Traducción al portugués del comunicado 77 de ITS.

I. Entrada

O choque pelo ataque terrorista que deixou 50 mortos em uma mesquita na Nova Zelândia foi enorme, e igualmente foi o impacto que causou as palavras do autor com seu manifesto. É por isso que senti a necessidade de esmiunçá-las e realizar uma análise sobre o que foi dito, e de passagem, creio que é a oportunidade perfeita para esclarecer de uma vez por todas a diferença entre o eco-extremismo e o eco-fascismo. Os mais inteligentes compreenderão e os que não seguirão nos taxando de eco-fascistas como fazem há tempos. Os descerebrados seguirão escrevendo textos de mil páginas contra nós, editando livros inteiros, realizando eventos para desacreditar a Máfia ITS, mas nós não pararemos as nossas ações nem a nossa propaganda, viemos para ficar, que isso esteja claro!

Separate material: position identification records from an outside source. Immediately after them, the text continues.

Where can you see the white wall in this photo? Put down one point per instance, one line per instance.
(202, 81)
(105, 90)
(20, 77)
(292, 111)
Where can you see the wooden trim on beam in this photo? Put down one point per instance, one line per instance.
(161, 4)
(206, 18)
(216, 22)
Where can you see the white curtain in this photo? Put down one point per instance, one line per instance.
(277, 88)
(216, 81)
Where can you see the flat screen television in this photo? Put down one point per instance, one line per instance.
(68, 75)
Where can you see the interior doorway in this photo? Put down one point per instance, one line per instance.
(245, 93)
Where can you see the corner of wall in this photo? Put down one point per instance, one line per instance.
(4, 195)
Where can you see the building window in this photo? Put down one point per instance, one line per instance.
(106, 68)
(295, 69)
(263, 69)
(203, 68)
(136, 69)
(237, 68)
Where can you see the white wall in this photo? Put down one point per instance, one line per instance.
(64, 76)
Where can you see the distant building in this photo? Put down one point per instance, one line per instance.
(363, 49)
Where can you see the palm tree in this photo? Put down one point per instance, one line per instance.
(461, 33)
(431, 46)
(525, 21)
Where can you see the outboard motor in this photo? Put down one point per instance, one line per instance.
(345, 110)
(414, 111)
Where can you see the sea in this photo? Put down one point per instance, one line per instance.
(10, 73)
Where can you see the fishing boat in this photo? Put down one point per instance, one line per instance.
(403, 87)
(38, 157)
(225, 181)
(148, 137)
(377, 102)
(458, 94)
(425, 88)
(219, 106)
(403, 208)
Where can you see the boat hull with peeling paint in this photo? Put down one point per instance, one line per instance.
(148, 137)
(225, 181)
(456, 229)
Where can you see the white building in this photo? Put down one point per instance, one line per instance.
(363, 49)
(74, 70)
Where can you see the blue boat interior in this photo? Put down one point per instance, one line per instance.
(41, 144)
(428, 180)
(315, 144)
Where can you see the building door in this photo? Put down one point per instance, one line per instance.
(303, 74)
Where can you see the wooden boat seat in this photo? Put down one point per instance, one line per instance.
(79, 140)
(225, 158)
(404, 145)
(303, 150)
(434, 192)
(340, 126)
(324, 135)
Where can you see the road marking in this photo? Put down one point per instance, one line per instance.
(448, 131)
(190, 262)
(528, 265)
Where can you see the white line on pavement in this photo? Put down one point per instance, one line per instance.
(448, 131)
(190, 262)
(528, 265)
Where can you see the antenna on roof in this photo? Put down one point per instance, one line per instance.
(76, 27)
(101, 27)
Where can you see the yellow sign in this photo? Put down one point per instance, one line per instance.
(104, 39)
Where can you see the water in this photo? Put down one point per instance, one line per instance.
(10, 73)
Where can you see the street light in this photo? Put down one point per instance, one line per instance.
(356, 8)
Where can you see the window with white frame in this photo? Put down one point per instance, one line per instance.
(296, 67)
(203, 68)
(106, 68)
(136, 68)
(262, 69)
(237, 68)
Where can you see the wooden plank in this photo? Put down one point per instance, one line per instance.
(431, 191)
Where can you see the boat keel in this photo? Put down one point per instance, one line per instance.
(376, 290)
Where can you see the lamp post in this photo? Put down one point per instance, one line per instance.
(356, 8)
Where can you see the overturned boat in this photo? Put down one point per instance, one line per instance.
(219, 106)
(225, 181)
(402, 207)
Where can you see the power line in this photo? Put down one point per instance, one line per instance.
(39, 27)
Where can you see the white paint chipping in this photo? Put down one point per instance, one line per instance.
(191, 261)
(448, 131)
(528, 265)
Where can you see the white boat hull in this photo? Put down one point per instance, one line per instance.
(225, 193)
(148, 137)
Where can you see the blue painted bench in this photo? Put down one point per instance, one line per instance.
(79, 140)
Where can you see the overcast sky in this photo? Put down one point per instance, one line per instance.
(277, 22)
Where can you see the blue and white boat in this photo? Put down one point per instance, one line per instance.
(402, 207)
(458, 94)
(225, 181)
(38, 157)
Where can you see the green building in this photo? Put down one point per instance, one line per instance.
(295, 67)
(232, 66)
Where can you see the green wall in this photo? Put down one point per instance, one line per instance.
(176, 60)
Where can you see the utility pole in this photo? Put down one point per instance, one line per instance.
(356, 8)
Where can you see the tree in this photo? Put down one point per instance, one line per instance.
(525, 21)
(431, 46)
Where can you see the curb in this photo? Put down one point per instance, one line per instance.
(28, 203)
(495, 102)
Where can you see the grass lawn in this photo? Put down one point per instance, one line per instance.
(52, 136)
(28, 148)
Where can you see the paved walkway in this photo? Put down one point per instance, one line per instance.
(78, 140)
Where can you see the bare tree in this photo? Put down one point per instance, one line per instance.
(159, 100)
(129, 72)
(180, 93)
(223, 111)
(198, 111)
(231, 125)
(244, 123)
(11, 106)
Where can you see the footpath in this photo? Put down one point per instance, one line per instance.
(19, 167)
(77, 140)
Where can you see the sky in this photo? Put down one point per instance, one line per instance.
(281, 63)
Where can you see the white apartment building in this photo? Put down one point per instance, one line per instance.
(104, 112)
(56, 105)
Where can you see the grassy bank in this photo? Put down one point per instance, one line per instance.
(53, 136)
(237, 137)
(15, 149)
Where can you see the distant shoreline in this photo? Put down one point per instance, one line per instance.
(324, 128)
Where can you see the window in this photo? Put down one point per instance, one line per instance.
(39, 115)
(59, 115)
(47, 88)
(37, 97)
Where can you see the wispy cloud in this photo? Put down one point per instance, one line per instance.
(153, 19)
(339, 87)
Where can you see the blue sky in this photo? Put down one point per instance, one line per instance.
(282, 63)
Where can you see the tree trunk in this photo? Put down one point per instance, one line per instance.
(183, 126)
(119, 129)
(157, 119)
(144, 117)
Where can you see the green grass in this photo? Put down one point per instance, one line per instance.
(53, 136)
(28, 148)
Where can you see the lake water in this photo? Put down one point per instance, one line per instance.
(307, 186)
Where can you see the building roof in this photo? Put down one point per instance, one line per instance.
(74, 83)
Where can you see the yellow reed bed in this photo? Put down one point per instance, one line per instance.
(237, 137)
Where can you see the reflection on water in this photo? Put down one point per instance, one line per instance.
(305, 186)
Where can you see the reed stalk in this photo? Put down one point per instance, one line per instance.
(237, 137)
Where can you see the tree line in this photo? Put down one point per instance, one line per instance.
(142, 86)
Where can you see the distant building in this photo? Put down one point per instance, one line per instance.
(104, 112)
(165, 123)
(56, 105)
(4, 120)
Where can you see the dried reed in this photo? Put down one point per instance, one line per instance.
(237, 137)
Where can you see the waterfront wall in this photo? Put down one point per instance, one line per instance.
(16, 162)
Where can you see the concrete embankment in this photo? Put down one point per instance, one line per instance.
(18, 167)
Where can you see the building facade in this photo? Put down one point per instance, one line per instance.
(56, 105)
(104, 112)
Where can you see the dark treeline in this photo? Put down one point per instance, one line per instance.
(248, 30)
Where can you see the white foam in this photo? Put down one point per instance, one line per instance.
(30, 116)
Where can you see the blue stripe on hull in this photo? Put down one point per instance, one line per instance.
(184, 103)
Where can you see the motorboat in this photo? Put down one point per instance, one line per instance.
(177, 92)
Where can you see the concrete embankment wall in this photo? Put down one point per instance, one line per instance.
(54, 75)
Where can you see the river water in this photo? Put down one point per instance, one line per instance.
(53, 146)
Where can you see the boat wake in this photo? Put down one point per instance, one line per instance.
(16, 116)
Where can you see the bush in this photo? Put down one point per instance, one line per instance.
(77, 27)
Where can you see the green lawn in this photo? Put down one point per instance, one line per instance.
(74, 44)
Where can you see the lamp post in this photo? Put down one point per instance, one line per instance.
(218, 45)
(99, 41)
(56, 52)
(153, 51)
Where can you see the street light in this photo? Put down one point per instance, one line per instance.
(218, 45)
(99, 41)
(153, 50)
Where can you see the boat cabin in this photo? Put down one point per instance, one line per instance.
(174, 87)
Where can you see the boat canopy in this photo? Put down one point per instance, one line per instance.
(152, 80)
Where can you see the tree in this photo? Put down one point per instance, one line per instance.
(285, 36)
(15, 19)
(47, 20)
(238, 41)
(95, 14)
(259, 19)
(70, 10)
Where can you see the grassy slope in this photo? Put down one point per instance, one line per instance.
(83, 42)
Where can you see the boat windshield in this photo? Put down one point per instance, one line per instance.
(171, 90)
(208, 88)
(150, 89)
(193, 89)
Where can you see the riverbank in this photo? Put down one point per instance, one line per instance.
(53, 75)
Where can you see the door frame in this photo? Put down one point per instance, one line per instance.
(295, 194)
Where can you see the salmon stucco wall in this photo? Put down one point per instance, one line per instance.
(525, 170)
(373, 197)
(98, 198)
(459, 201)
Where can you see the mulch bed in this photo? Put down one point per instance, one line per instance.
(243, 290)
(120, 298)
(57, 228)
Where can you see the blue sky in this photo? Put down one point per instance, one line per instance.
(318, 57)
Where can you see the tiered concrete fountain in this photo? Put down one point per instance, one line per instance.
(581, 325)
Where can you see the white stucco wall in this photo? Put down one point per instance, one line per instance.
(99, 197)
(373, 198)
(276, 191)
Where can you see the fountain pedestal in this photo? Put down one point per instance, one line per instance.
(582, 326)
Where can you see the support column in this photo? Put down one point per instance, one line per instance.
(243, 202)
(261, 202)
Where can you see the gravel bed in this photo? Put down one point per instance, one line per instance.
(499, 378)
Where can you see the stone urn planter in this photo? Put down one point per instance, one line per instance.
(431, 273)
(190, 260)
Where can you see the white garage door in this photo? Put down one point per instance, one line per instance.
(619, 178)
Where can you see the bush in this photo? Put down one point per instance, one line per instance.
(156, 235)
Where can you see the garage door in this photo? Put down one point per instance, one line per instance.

II. História, Raça e Poder Econômico

Este é o tópico central dos supremacistas de qualquer tipo (brancos, negros, amarelos, etc.), a raça. Dizem que há uma guerra no mundo que é inequivocamente racial, e em parte estão certos. Centrando-nos nos supremacistas brancos, a “causa raça” em muitas partes da Europa é o principal motivo pela qual certos indivíduos ou grupos se armaram até os dentes para defendê-la a todo custo, e isso é lógico devido o sentimento de pertencimento enraizado em várias culturas europeias há séculos. Podemos usar aqui o exemplo da invasão. Na Europa, ao contrário da América, aqueles que chegaram a invadir terrenos estrangeiros foram os governos islâmicos, o Império Otomano tomou à força diferentes territórios europeus e se encrustou economicamente em vários outros. Claro, a invasão trouxe consequências, como por exemplo, doenças, assassinatos, violações, proibições, e uma série de ações que levaram a resistência contra os estrangeiros.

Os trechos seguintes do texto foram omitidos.